To skirt its northern side would be to run full into the German trenches. Any way was perilous enough, but he was thoroughly familiar with the ground. It was the same over which he had advanced six weeks before to victory. He could not linger at the base of the hill either, where bodies of troops might be met with at any moment. Just now he saw only a straggling group of women and children fleeing from a near-by cottage toward the town. He plunged into the wood and began mounting the hill among the thick growth of pines, while above him increased the hammer of machine-gun fire, the rattle of musketry and the shouts of furious men. The hillside up which he climbed was deserted. The Germans had gone to the defense of the position by way of the trenches, and, though already driven back to seek cover in the woods, they had not yet retreated down the slope.

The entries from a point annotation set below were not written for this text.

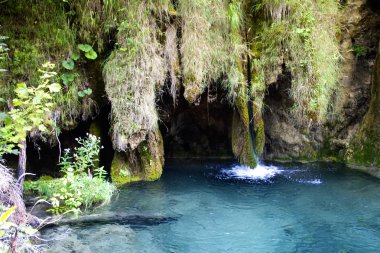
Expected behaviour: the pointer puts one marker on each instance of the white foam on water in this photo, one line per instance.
(314, 181)
(260, 172)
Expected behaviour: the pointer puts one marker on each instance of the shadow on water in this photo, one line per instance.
(220, 206)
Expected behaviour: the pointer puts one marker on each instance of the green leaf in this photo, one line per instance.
(8, 213)
(92, 55)
(67, 78)
(88, 91)
(68, 64)
(22, 90)
(81, 94)
(75, 56)
(54, 87)
(85, 47)
(42, 128)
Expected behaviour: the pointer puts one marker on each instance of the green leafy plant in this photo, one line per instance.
(68, 64)
(85, 92)
(78, 189)
(3, 53)
(89, 52)
(14, 237)
(359, 51)
(31, 111)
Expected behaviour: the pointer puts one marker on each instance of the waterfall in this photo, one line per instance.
(252, 131)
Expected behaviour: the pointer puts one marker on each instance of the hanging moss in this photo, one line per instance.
(208, 50)
(132, 74)
(144, 163)
(259, 136)
(121, 173)
(242, 145)
(302, 37)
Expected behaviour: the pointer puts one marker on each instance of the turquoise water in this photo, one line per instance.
(221, 207)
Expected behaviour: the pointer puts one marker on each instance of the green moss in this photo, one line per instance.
(242, 145)
(120, 170)
(259, 137)
(95, 128)
(151, 155)
(364, 148)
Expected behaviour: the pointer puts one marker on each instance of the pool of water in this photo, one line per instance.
(222, 207)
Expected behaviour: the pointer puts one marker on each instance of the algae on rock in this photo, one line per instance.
(364, 149)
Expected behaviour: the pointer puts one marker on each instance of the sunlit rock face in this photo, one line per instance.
(285, 140)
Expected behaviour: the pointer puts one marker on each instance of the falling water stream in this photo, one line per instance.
(200, 206)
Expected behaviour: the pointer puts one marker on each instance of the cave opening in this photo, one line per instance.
(374, 5)
(196, 131)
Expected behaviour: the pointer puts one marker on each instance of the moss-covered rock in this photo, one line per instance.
(259, 136)
(144, 163)
(242, 145)
(121, 172)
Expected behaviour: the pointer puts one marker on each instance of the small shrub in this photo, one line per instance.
(14, 237)
(78, 189)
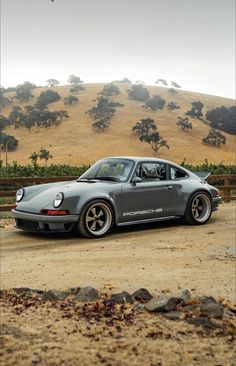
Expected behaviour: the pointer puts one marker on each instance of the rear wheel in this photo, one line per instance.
(199, 209)
(96, 219)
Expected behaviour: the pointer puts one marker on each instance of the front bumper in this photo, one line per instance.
(44, 223)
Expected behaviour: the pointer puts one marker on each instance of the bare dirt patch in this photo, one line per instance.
(161, 257)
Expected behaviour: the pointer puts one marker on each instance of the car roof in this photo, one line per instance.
(140, 158)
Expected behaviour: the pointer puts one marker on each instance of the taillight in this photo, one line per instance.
(54, 212)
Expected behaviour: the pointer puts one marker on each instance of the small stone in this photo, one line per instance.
(21, 290)
(55, 295)
(163, 303)
(142, 295)
(87, 294)
(206, 299)
(206, 323)
(26, 292)
(121, 298)
(186, 295)
(75, 290)
(139, 308)
(2, 293)
(212, 310)
(174, 315)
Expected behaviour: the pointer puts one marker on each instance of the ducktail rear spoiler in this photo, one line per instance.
(202, 174)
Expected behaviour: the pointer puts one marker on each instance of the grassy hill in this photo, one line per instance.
(74, 142)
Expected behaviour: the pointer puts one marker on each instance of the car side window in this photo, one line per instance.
(151, 171)
(176, 173)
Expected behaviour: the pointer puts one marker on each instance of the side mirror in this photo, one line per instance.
(136, 180)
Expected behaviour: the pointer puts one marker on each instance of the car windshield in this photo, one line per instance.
(117, 170)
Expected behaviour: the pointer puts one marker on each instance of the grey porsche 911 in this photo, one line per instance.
(116, 191)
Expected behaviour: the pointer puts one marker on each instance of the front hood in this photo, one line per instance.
(42, 196)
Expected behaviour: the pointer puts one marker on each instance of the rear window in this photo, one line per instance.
(176, 173)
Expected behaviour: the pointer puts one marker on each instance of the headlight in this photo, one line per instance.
(19, 194)
(58, 200)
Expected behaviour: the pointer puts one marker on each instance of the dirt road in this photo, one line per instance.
(161, 257)
(158, 256)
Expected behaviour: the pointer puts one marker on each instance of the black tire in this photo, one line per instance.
(199, 209)
(96, 219)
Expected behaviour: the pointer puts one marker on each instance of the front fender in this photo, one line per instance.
(106, 197)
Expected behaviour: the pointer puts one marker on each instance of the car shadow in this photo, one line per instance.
(52, 240)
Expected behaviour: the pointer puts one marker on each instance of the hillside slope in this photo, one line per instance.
(74, 142)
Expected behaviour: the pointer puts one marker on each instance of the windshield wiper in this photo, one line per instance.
(112, 179)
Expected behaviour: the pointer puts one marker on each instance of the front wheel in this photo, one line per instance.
(96, 219)
(199, 209)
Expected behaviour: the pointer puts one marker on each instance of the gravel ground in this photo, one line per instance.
(163, 257)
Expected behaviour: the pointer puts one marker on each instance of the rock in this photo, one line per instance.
(191, 308)
(140, 308)
(163, 303)
(55, 295)
(206, 323)
(75, 290)
(142, 295)
(26, 291)
(121, 298)
(174, 315)
(21, 290)
(185, 295)
(87, 294)
(206, 299)
(212, 310)
(2, 293)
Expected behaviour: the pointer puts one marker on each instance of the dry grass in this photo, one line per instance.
(73, 142)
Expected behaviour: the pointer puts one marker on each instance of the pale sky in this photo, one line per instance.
(191, 42)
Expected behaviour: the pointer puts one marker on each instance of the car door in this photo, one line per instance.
(151, 197)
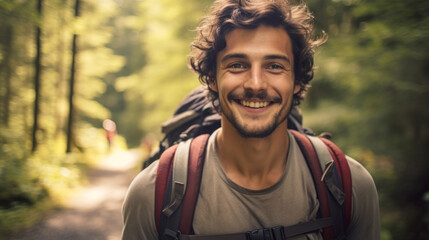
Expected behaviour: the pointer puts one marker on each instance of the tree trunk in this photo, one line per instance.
(37, 83)
(72, 85)
(7, 68)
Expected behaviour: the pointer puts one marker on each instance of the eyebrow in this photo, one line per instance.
(269, 57)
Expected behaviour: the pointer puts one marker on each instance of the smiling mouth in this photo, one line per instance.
(252, 104)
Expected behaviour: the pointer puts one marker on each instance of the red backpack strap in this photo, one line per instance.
(164, 170)
(312, 160)
(345, 175)
(176, 196)
(195, 171)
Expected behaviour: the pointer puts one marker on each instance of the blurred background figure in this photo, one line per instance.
(110, 128)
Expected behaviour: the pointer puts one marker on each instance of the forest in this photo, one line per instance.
(67, 65)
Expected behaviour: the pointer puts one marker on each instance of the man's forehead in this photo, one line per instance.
(267, 41)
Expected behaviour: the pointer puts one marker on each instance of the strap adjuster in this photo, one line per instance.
(172, 234)
(274, 233)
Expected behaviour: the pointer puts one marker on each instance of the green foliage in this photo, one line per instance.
(370, 92)
(32, 183)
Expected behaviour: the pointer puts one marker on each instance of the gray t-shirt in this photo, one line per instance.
(225, 207)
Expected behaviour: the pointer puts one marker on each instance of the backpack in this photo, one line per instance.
(196, 116)
(180, 169)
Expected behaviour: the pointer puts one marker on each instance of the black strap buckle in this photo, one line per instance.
(170, 234)
(275, 233)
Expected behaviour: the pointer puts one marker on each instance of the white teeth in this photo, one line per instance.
(254, 104)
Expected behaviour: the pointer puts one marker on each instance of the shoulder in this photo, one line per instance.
(365, 219)
(138, 208)
(362, 182)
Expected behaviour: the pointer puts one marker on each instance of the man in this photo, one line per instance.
(257, 59)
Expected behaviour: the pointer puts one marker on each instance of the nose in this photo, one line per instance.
(256, 81)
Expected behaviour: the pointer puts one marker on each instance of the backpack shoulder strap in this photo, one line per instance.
(177, 186)
(343, 169)
(312, 160)
(324, 157)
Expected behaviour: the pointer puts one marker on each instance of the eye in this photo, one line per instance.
(275, 66)
(236, 67)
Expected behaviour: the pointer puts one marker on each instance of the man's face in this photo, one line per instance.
(255, 80)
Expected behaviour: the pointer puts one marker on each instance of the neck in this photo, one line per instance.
(253, 163)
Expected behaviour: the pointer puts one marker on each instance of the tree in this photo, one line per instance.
(37, 81)
(72, 83)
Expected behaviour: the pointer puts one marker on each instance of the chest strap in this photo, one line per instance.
(275, 233)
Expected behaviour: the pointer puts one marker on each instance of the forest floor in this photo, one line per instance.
(94, 212)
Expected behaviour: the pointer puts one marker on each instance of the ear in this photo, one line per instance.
(213, 85)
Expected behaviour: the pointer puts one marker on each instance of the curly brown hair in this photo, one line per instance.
(227, 15)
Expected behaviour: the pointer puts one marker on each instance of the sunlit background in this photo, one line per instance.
(126, 60)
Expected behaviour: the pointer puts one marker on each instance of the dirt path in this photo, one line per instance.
(95, 212)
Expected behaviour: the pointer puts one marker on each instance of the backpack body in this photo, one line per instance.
(179, 177)
(196, 116)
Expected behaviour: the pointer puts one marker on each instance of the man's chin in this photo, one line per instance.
(255, 133)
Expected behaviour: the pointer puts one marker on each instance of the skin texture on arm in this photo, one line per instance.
(138, 208)
(365, 218)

As he neared the crest, Colonel Gordon crept cautiously up behind a rock which overhung the hillside, and, breathing fast, crouched low to peer out from its concealing shelter. Directly in front of him, about twenty yards away, gray-clad soldiers were falling back in disorder, though firing as they retired. In a moment they were almost at the rock’s level, and now the Americans burst out from the lingering fog wreaths among the pines, pursuing the demoralized foe at the point of the bayonet. Colonel Gordon started up from the ground, victory the one thought in his exultant heart. At that instant a sharp command rang out from the trees on his right. Before it died away a heavy rifle-fire was discharged on the flank of the advancing Americans, a dozen of whom fell forward in the midst of their triumphant charge. He knew in a second what had happened. German reinforcements had crept up by the road which wound about the hillside. The swift retreat of the Germans defending the hill was playing into the very hands of these newcomers, who had the surprised Americans for the moment at their mercy.
An American soldier, pitching forward as he fell, rolled down to the rock close by Colonel Gordon’s side. He was already dead. Colonel Gordon saw the gaping wound in his temple, and in the same glance he read the number on his insignia. These men were from his own regiment! In that breath of time that he had remained inactive his mind had been desperately planning how to make the most of the help he could offer. Now he hesitated no longer.